Il y a vingt ans, les Français et Européens découvraient l'euro, nouvelle monnaie unique. Une monnaie rejetée par certains, comme aux Pays-Bas, ou plébiscitée par d'autres États, comme la Bulgarie, qui espère passer à l'euro à l'horizon 2024.

Au Pays-Bas, la zone euro suscite la méfiance de certains Néerlandais

Vingt ans après son introduction, une partie des Néerlandais rejettent l’euro. Du moins, reste-t-il encore des nostalgiques de l’ancienne monnaie nationale, le florin. C’est en tout cas, ce que rapportaient ces derniers jours plusieurs quotidiens néerlandais, dont le journal de l’Est du pays, De Gelderlander, qui est allé à la rencontre de citoyens chez qui la simple évocation du mot florin fait remonter beaucoup d’émotions. On y trouve des collectionneurs passionnés, ou encore un propriétaire d’un vieux jukebox qui ne s’allume qu’en y introduisant des florins. Au journal, certaines personnes âgées assurent toujours convertir leurs achats dans cette devise… Cette nostalgie serait bien réelle : selon la Banque centrale néerlandaise, les Néerlandais conservent encore chez eux près de 26 millions de billets en florins. Et le mois dernier, surfant sur ce regret de l’avant-euro, la Koninklijke Nederlandse Munt, l’équivalent pour la France de la Monnaie de Paris, a réédité des pièces de florin de collection, en or et en argent. Mais le paradoxe, selon plusieurs économistes néerlandais et une étude européenne datant de 2019, c’est qu’en fait, les Pays-Bas sont après l’Allemagne l’un des pays d’Europe à avoir le plus profité de l’euro.

Cette revendication existe sur la scène politique. Ainsi, il y a encore quelques années, l’extrême droite de Geert Wilders, notamment, l’évoquait encore. Pendant la campagne des législatives de 2017, par exemple, en guise de prospectus, des partisans de Wilders distribuaient aux passants des faux billets en florins à l’effigie de leur leader. Depuis, la revendication est plus discrète et cette option semble de moins en moins réaliste. Sauf qu'aux Pays-Bas subsiste toujours une méfiance envers la zone euro. Ainsi, en 2020, au début de la crise sanitaire, une grave dispute a opposé le ministre des Finances Wopke Hoekstra et les pays du sud, France incluse. Il accusait alors ces derniers de mal gérer leurs budgets et, entre les lignes, de vivre aux crochets des Néerlandais. Et tandis que certains s’attendaient à un nouveau gouvernement pro Union européenne, c’est ce même Wopke Hoekstra qui devrait finalement être le prochain ministre des Affaires étrangères.

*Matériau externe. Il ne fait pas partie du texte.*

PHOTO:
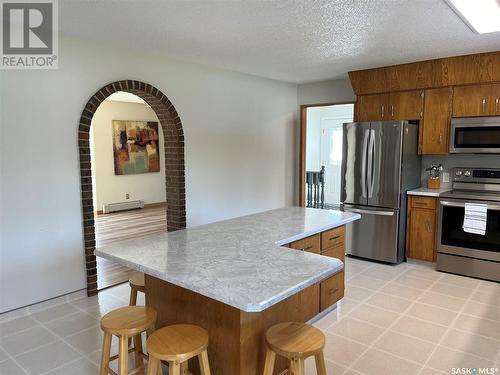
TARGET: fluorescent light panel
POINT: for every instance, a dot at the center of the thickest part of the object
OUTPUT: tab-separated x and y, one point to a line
482	16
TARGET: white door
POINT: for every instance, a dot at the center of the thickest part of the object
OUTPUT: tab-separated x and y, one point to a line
331	156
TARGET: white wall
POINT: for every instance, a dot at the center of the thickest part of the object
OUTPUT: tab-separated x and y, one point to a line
239	146
313	139
108	187
334	91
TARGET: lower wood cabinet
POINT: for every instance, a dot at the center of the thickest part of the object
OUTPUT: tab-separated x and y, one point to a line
421	228
328	243
311	244
331	290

La Bulgarie espère passer à l'euro d'ici 2024

La zone euro n'a pas cessé de s'élargir et la Bulgarie, le pays le plus pauvre de l'Union, avance dans la démarche d'adoption de la monnaie européenne. Le pays espère passer à l'euro à l'horizon 2024. Pourquoi tant d'empressement ? La réponse n'est pas très claire. L'ancien Premier ministre Boïko Borissov, qui a lancé la démarche, évoquait une intégration européenne plus poussée. Le gouvernement Borissov espérait ainsi tirer un profit politique de l'adoption de l'euro, perçue comme le privilège des pays riches.  L'argument des économistes est que l'adhésion à la zone euro va stabiliser le système bancaire bulgare et immuniser en quelque sorte les banques contre la faillite. L'une des plus grosses banques du pays a en effet fait faillite en 2014, suite à une rivalité entre deux oligarques influents. Cette faillite a profondément secoué les finances nationales.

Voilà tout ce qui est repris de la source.